Business Understanding

This page defines the problem the system solves, the metrics used to measure success, and the operational targets that govern production deployment.


Problem Statement

Given a set of unordered, unstructured multi-view images captured by handheld phones, warehouse drones, or vehicle-mounted cameras, reconstruct the 3D environment by estimating the camera pose (rotation matrix R and translation vector t) for each image.

This is the core computer vision task of Structure-from-Motion (SfM). Traditional approaches rely on hand-crafted features (SIFT, ORB) and geometric verification (RANSAC). This system replaces the feature extraction and matching steps with state-of-the-art neural networks (MASt3R, ALIKED, DINOv2) to achieve higher accuracy on challenging real-world scenes.


Use Cases

Domain

Application

AR / VR

Reconstruct real environments for immersive mixed-reality experiences

Robotics

Generate scene maps for autonomous navigation and pick-and-place tasks

Autonomous Driving

3D mapping and localisation from dashcam imagery

Cultural Heritage

Digital preservation of historical monuments and artefacts

Surveying & Topography

Generate georeferenced point clouds from drone surveys

Inspection

Structural inspection of infrastructure from photo collections


ML Metric

The primary quality metric is mAA (mean Average Accuracy):

The fraction of camera poses registered within a set of angular and translation error thresholds defined per scene in data/train_thresholds.csv.

A pose is counted as “accurate” if both its rotation error (in degrees) and its translation error (normalised by scene scale) fall below the threshold.

Target: mAA ≥ 50%

The mAA metric is computed by scripts/evaluate.py using the official IMC2025 scoring function and logged to MLflow after every experiment run.


Business and Operational Metrics

In addition to model accuracy, the system must meet the following operational targets:

Metric

Target

Measured By

End-to-end latency per scene (dual GPU)

≤ 5 minutes

inference_latency_seconds (Prometheus)

API /health response time

≤ 200 ms

Prometheus scrape

Registration rate (images placed in model)

≥ 90%

registered_images_ratio (Prometheus)

These metrics are monitored continuously via the Grafana dashboard. Alerts fire in Prometheus and Alertmanager when thresholds are breached, triggering automated retraining or human review.


Data Source

The system is trained and evaluated on the IMC 2025 Kaggle dataset, provided by the Computer Vision Group (CVG). It is supplemented by an internal custom_warehouse dataset for industrial use-case validation.

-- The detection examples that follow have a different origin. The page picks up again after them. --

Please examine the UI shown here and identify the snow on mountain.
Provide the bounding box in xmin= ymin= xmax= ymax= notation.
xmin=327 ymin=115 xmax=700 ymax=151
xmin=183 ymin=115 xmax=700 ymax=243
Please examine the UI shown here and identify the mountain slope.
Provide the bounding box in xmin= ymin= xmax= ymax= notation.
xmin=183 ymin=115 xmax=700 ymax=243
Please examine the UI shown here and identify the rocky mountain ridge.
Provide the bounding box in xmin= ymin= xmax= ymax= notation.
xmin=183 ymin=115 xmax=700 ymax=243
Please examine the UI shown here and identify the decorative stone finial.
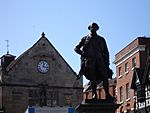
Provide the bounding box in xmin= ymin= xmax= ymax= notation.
xmin=42 ymin=32 xmax=45 ymax=37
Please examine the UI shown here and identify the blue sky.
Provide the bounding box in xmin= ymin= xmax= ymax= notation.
xmin=0 ymin=0 xmax=150 ymax=84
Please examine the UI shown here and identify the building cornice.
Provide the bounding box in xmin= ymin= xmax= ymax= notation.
xmin=113 ymin=45 xmax=146 ymax=66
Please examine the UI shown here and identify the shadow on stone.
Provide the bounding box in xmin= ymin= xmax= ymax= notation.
xmin=75 ymin=99 xmax=120 ymax=113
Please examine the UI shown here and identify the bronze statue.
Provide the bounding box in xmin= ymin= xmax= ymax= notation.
xmin=74 ymin=23 xmax=113 ymax=99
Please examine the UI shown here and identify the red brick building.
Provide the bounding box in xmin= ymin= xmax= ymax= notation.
xmin=83 ymin=78 xmax=116 ymax=99
xmin=114 ymin=37 xmax=150 ymax=113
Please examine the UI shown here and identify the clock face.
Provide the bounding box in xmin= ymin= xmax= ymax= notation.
xmin=37 ymin=61 xmax=49 ymax=73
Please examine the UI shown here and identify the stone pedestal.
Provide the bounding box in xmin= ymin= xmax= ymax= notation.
xmin=75 ymin=99 xmax=120 ymax=113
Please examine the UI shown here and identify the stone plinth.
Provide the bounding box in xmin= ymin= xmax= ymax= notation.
xmin=75 ymin=99 xmax=120 ymax=113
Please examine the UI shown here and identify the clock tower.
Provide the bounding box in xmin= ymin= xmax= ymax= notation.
xmin=0 ymin=33 xmax=83 ymax=113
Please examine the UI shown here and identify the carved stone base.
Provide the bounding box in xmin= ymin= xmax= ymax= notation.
xmin=75 ymin=99 xmax=120 ymax=113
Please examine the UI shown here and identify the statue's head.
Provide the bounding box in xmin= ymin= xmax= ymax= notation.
xmin=88 ymin=22 xmax=99 ymax=31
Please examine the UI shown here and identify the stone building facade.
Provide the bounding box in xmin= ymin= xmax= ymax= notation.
xmin=0 ymin=33 xmax=83 ymax=113
xmin=114 ymin=37 xmax=150 ymax=113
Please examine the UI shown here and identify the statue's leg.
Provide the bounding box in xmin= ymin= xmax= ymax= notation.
xmin=88 ymin=59 xmax=97 ymax=99
xmin=91 ymin=82 xmax=97 ymax=99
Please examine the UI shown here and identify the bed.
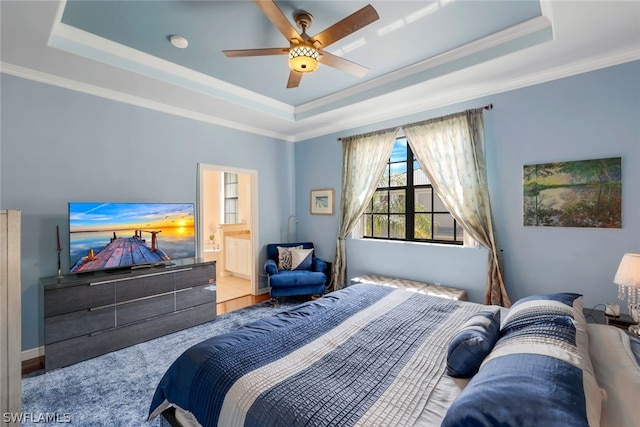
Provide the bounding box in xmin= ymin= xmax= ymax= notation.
xmin=149 ymin=284 xmax=640 ymax=427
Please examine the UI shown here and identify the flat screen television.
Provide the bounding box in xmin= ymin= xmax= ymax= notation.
xmin=69 ymin=202 xmax=196 ymax=273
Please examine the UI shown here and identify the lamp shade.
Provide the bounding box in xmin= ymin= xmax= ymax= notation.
xmin=613 ymin=254 xmax=640 ymax=288
xmin=289 ymin=44 xmax=319 ymax=73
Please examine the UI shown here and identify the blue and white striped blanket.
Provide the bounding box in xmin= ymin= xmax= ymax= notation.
xmin=150 ymin=285 xmax=483 ymax=427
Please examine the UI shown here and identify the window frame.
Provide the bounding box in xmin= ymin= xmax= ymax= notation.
xmin=361 ymin=136 xmax=464 ymax=246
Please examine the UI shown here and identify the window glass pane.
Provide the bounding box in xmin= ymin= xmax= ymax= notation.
xmin=456 ymin=221 xmax=464 ymax=242
xmin=389 ymin=215 xmax=407 ymax=239
xmin=433 ymin=214 xmax=453 ymax=240
xmin=433 ymin=193 xmax=449 ymax=212
xmin=377 ymin=165 xmax=389 ymax=187
xmin=373 ymin=190 xmax=389 ymax=213
xmin=371 ymin=215 xmax=389 ymax=237
xmin=364 ymin=215 xmax=372 ymax=236
xmin=390 ymin=138 xmax=407 ymax=163
xmin=413 ymin=188 xmax=433 ymax=212
xmin=413 ymin=214 xmax=431 ymax=239
xmin=389 ymin=190 xmax=406 ymax=213
xmin=390 ymin=162 xmax=407 ymax=187
xmin=413 ymin=160 xmax=431 ymax=185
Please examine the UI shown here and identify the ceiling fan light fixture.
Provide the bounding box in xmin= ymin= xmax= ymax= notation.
xmin=289 ymin=44 xmax=319 ymax=73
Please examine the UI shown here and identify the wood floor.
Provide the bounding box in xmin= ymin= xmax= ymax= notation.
xmin=216 ymin=276 xmax=270 ymax=315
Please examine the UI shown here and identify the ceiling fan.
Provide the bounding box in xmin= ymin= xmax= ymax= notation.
xmin=223 ymin=0 xmax=379 ymax=88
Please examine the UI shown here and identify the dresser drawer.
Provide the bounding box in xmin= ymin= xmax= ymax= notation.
xmin=116 ymin=292 xmax=175 ymax=326
xmin=44 ymin=282 xmax=115 ymax=318
xmin=176 ymin=264 xmax=216 ymax=289
xmin=116 ymin=271 xmax=174 ymax=303
xmin=176 ymin=284 xmax=216 ymax=310
xmin=44 ymin=305 xmax=116 ymax=344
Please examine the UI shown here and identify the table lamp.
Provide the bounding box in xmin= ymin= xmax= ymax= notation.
xmin=613 ymin=254 xmax=640 ymax=329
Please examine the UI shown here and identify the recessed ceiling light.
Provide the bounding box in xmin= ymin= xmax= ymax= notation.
xmin=169 ymin=36 xmax=189 ymax=49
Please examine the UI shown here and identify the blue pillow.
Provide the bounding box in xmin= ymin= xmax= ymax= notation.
xmin=442 ymin=293 xmax=602 ymax=427
xmin=447 ymin=309 xmax=500 ymax=378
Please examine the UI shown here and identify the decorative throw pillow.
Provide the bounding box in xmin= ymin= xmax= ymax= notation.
xmin=278 ymin=245 xmax=302 ymax=270
xmin=442 ymin=293 xmax=602 ymax=427
xmin=447 ymin=308 xmax=500 ymax=378
xmin=291 ymin=249 xmax=313 ymax=270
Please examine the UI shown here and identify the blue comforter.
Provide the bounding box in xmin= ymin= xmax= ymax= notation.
xmin=150 ymin=285 xmax=472 ymax=427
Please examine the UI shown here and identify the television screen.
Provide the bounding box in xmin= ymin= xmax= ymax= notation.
xmin=69 ymin=202 xmax=196 ymax=273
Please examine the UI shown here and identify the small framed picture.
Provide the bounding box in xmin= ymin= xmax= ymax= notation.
xmin=311 ymin=188 xmax=333 ymax=215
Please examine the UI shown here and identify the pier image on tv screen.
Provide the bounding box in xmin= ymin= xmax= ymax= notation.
xmin=69 ymin=202 xmax=196 ymax=273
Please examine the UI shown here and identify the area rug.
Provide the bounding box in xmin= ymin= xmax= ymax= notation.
xmin=22 ymin=300 xmax=300 ymax=427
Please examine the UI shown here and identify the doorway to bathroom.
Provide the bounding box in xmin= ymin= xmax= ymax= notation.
xmin=197 ymin=163 xmax=259 ymax=314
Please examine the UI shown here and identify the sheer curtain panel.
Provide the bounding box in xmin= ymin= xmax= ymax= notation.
xmin=402 ymin=108 xmax=511 ymax=307
xmin=332 ymin=128 xmax=398 ymax=289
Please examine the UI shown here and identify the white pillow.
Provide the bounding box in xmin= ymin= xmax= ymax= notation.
xmin=278 ymin=245 xmax=302 ymax=270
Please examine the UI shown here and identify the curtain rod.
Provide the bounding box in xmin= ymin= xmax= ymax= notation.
xmin=338 ymin=103 xmax=493 ymax=142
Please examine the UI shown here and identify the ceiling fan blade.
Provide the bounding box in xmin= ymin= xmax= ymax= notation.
xmin=309 ymin=4 xmax=380 ymax=49
xmin=222 ymin=47 xmax=289 ymax=58
xmin=255 ymin=0 xmax=303 ymax=42
xmin=287 ymin=70 xmax=302 ymax=89
xmin=320 ymin=51 xmax=369 ymax=77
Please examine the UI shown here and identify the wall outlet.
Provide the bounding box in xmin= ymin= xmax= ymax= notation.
xmin=604 ymin=303 xmax=620 ymax=317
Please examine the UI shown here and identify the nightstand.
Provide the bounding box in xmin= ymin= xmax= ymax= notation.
xmin=582 ymin=308 xmax=636 ymax=331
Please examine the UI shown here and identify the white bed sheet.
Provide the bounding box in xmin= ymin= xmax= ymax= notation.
xmin=587 ymin=323 xmax=640 ymax=427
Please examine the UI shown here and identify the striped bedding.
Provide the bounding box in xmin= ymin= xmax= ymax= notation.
xmin=149 ymin=284 xmax=484 ymax=427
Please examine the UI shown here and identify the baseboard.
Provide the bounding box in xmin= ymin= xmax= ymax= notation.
xmin=21 ymin=346 xmax=44 ymax=362
xmin=20 ymin=347 xmax=44 ymax=376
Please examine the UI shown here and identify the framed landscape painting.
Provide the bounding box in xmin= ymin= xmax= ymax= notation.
xmin=311 ymin=189 xmax=333 ymax=215
xmin=523 ymin=157 xmax=622 ymax=228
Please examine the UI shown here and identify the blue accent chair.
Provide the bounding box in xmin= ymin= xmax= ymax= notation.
xmin=264 ymin=242 xmax=327 ymax=302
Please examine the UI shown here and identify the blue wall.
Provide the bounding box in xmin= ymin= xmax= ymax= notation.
xmin=295 ymin=62 xmax=640 ymax=311
xmin=0 ymin=74 xmax=294 ymax=349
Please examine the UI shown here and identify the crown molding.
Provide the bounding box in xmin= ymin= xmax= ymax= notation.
xmin=0 ymin=62 xmax=294 ymax=142
xmin=0 ymin=49 xmax=640 ymax=142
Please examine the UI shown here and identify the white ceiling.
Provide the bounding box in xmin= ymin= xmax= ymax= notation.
xmin=0 ymin=0 xmax=640 ymax=142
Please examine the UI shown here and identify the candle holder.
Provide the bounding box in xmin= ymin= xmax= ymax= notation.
xmin=56 ymin=249 xmax=64 ymax=279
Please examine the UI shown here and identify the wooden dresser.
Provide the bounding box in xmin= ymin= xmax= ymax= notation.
xmin=41 ymin=261 xmax=216 ymax=370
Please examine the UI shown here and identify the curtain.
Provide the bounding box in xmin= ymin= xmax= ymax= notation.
xmin=402 ymin=109 xmax=511 ymax=307
xmin=332 ymin=128 xmax=398 ymax=289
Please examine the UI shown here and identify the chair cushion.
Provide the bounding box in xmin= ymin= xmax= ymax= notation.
xmin=270 ymin=270 xmax=327 ymax=288
xmin=291 ymin=249 xmax=313 ymax=270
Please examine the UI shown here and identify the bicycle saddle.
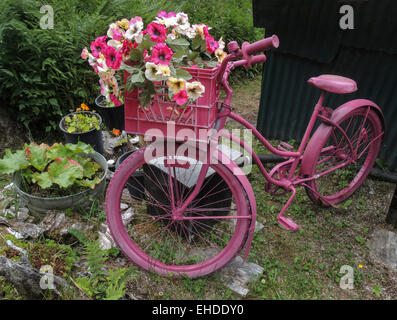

See Data Sources for full details on dataset composition, biases, and licensing.


Stakeholders

Role

Interest

ML Engineers

Experiment tracking, model improvement, DVC pipeline management

Platform Engineers

Uptime, latency, GPU utilisation, Docker deployments

End Users

Easy upload workflow, fast results, accurate 3D models

Data Scientists

mAA scores, per-dataset breakdowns, drift monitoring


Definition of Done

A model version is considered production-ready when:

  1. mAA_overall ≥ 0.50 on the training evaluation split.

  2. registration_rate ≥ 0.90 on the standard test scenes.

  3. End-to-end inference latency ≤ 5 minutes for a typical 50-image scene.

  4. All Trivy and pip-audit CI checks pass with no CRITICAL/HIGH findings.

  5. The configuration is committed to conf/best_config.yaml and tagged in Git.